By Lak Lakshmanan, Technical Director of Google Cloud Platform
The original link: mp.weixin.qq.com/s/MhadSlQER…
If you have a sparse classification variable (one that can have multiple possible values), embedding that variable in a lower dimension can be very useful. The best known form of embedding is word nesting (such as word2vec or Glove nesting), where all words in a language are represented by a vector of about 50 elements. The idea is that similar words are very close together in 50 dimensions. You can do the same with categorization variables, using a problem training nesting and then using that nesting again, rather than singly heat-coding categorization variables in related questions. The nested lower dimensional space is continuous, so the nesting can also serve as input to the clustering algorithm — you can find natural groupings of classification variables.
To provide nesting using estimator training, you can emit lower-dimensional representations of categorization variables along with ordinary predictive output. The nested weights are stored in the SavedModel and have an option to share the file itself. Alternatively, you can provide nesting on demand for the machine learning team’s clients, which are now only loosely coupled to the model architecture of your choice, so this may be easier to maintain. Each time a newer and better version replaces your model, the client gets the updated nesting.
In this article, I will show you how to: Create nesting in regression models or classification models represent classification variables in different ways using feature columns for mathematical calculations to distribute nesting and the output of the original model
You can find the full code for this article, with more context, on GitHub. I’ll just show you the key code snippets here. Note: GitHub links to github.com/GoogleCloud…

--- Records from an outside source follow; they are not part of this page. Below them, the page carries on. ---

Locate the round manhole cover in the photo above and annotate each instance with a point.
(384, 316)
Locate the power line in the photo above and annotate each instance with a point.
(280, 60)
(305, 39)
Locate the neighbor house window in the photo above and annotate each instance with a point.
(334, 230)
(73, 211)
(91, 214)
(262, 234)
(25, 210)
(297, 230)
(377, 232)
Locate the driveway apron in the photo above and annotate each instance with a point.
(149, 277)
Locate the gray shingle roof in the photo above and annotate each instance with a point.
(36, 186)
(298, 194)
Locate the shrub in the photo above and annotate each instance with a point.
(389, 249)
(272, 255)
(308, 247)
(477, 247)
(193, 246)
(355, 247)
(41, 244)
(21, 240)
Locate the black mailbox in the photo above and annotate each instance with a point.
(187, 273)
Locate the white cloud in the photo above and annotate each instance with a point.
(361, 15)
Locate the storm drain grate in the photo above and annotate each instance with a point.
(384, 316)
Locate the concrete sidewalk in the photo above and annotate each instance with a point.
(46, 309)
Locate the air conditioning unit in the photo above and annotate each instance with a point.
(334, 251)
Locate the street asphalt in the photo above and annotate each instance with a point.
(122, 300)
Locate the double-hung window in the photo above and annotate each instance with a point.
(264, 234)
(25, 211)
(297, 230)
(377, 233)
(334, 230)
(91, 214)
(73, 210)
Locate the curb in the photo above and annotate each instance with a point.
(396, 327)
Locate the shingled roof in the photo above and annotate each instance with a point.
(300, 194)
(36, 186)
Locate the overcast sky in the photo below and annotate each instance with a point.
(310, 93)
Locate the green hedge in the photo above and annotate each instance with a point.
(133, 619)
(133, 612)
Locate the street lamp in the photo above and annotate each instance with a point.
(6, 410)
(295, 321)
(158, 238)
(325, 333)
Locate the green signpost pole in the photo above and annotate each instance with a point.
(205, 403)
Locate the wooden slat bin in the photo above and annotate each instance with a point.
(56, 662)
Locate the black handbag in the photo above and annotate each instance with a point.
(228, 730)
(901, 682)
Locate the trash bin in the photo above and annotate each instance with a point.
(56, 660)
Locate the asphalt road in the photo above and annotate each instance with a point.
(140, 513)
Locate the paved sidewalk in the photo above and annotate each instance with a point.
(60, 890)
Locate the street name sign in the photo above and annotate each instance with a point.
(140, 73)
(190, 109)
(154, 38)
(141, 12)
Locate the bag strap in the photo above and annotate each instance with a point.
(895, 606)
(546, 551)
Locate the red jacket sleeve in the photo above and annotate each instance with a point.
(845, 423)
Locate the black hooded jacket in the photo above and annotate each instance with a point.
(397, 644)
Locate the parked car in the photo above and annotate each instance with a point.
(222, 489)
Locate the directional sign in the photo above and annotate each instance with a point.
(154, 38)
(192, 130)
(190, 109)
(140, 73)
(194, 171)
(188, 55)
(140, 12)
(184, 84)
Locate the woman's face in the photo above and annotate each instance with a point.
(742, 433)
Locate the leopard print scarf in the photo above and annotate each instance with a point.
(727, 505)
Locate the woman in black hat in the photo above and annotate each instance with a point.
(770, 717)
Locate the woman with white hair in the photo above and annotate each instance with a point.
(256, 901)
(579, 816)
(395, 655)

Let’s build a simple demand forecasting model to predict the number of bike rentals at bike rental stations in the early days of the week given whether it will rain or not. The data required came from publicly available datasets of New York City bike rentals and NOAA weather data:
The inputs to the model are as follows: Day of the week (integers from 1 to 7) Rental station ID (since we don’t know the full vocabulary, we use hash storage partitions here. The data set has about 650 unique values. We’ll use a large hash storage partition, but then embed it in a lower dimension.) Rain (true/false)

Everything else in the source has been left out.